PhoenixETag - conditional request support for phoenix

PhoenixETag

Hex: https://hex.pm/packages/phoenix_etag
GitHub: https://github.com/michalmuskala/phoenix_etag

Conditional request (ETag & modified-since) support for Phoenix.

Usage

The library provides a replacement function for Phoenix.Controller.render/1-4
called PhoenixETag.render_if_stale/1-4 accepting exactly the same arguments.
When called the function expects the view to implement an additional callback:
stale_checks/2 similar to render/2 that is responsible for returning the
etag value and/or last modified value for the current resource.

Additional helpers PhoenixETag.schema_etag/1 and PhoenixETag.schema_last_modified/1 are provided for easily generating the values from a single or multiple schema structs.

# controller
import PhoenixETag

def show(conn, %{"id" => id}) do
  data = MyApp.load_data(id)
  render_if_stale(conn, :show, data: data)
end

# view
import PhoenixETag

def stale_checks("show." <> _format, %{data: data}) do
  [etag: schema_etag(data), last_modified: schema_last_modified(data)]
end

Both the etag and last_modified values are optional. The first one will add an
etag header to the response and perform a stale check against the
if-none-match header. The second one will add a last-modified header to the
response and perform a stale check against the if-modified-since header.
If the headers indicate cache is fresh a 304 Not Modified response is triggered,
and rendering of the response is aborted. If headers indicate cache is stale,
render proceeds as normal, except the extra headers are added to the response.
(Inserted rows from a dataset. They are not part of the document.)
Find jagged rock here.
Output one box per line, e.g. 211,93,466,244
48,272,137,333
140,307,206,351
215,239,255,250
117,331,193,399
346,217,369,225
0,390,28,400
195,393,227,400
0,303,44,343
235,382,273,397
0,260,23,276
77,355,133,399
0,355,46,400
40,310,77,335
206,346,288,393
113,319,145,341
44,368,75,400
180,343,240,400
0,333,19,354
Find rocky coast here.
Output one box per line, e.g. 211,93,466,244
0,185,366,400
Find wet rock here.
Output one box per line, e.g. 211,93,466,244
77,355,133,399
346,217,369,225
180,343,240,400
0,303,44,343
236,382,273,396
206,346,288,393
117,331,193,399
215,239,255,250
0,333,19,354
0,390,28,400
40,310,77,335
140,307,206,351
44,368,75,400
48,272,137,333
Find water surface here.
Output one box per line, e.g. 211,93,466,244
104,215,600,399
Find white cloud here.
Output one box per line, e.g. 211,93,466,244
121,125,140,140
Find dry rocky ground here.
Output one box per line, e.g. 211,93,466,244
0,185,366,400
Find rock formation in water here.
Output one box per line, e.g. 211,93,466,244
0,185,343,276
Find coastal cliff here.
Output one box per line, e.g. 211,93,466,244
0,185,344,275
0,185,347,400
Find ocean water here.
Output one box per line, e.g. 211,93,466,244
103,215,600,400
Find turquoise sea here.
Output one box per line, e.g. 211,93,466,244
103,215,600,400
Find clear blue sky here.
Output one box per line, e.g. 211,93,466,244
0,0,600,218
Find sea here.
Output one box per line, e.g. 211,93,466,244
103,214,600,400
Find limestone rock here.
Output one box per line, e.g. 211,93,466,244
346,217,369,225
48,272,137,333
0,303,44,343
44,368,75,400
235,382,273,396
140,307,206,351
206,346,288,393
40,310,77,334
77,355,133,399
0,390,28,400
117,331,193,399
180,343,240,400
This allows both saving rendering time on the server and skipping downloading data, which can be significant optimisations for large responses.

The library took some ideas from hex_web and borrowed http dates parsing and formatting from cowlib v2.0.

11 Likes

Hey thanks for extracting/implementing this Michal! Looks very promising and great to have it around in the eco system :slight_smile:

1 Like

Might be a “silly” question but… where do you get :phoenix_etag_date from?